Maybe it is an easy proof (an example will do), but you need to provide that before you can claim the need.
Yes, the part where I mentioned that "Generalizing this a little, we can see that in n dimensions, we need 2^n + 1 points for at least one pair to have a midpoint that has integer coordinates" does require further proof. Having completed the previous proof, I just wanted to look forward a little.
"It is obvious if two numbers have the same parity then their sum will be even and hence the midpoint will have integer co-ordinates."
Yes, but that was not stated in the original proof. The proof ended with "Pick those two points." I felt that was a bit abrupt and needed the conclusion to be mentioned. "Pick those two points" is not a conclusion. You can talk about sum or about difference; either works, but one argument or another should be made.
It's not like I had any doubt about the original answerer's correctness, or that they knew the correct proof. I just wanted to fill in the omitted section.
@ANonymous:
You didn't get my point. My quibble was with the usage of the word "need".
For instance, what prevents every set of 2^n -1 to have a pair whose midpoint is on the grid?
A proof by induction proves that every set of 2^n+1 points has a grid midpoint point. My point was that is a sufficient condition, while your statement comes across as being necessary.
As to the original proof, i think you are being overly pedantic. The proof is perfectly fine IMO.
As for the original proof, I just thought I'd fill in the details a little more in case anyone found it helpful. Ironically, this thread is now more likely to confuse people because of the debate.

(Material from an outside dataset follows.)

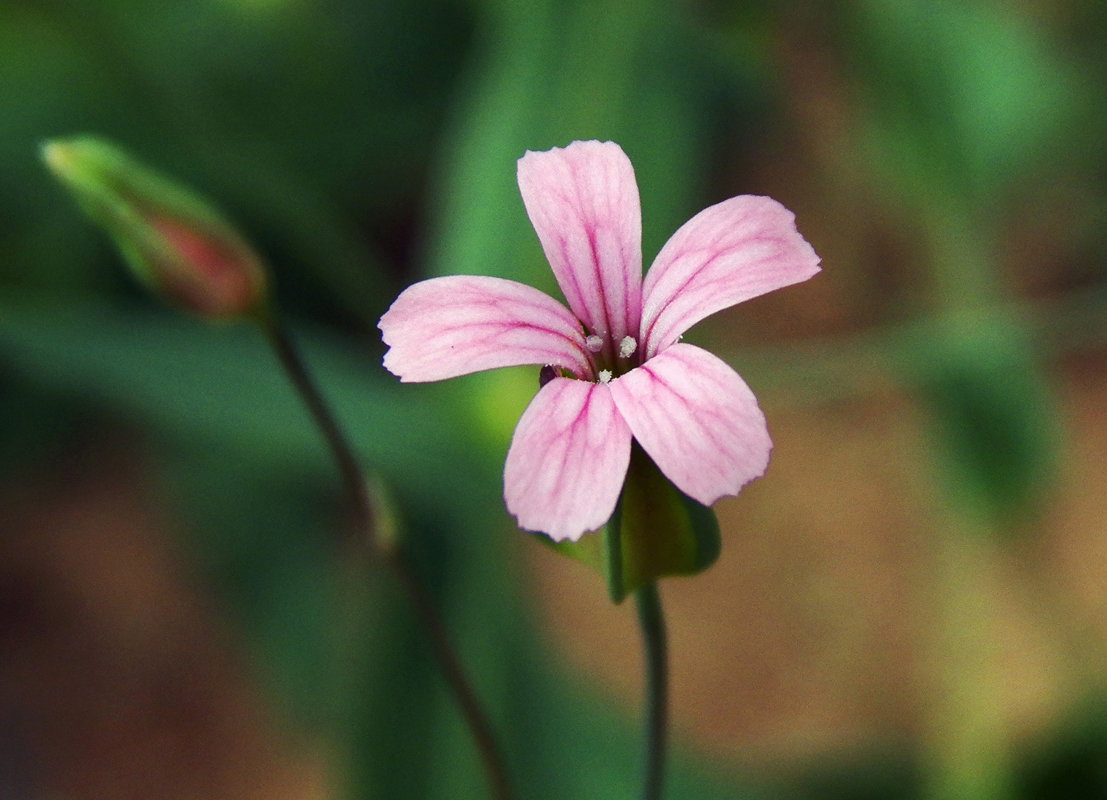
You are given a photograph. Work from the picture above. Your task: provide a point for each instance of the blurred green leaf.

Yes, to say that we "need" at least 2^n+1 points is misleading and was an unfortunate choice of words. I had meant those words in the context of the original problem statement, where the points are chosen at random and we want to be guaranteed an integer midpoint. A more precise statement would have been "If the points are chosen at random, we need at least 2^n+1 points with integer coordinates to always be guaranteed that at least one midpoint has integer coordinates." Every configuration of 2^n+1 points (with integer coords) has such a midpoint, and for every natural number n there is a configuration of 2^n points (with integer coords) that does not have this property. I was trying to indicate that the bound of 2^n+1 is tight.
Looks like I failed to achieve any of my objectives in this thread.
1) if P[i]={xi, yi} ...mid point lies on grid iff sum x1+x2 and y1+y2 is even
2) Odd+odd= even, even+even=even and odd+even=odd
3)pigeon-hole principle:
Lets group the points on x co-ordinates only. Hence it is guaranteed that ATLEAST three will be of same cardinality.
4) from above 3 At least 2 will be of same cardinality.
Hence at least 1 point will lie on grid.
the proof is very simple:
- sandeep July 25, 2012on the co-ordinate axes there can be only 4 different set of points (even,even), (odd,odd), (even,odd) , (odd,even)
ny two points belonging to one of the four sets will have a mid-point. so at max we can hav atmost 4 points one from each set so that dey do not hav a mid point. wen we add the 5th point then there are atleast 2 points from the same set and hence atleast one mid point.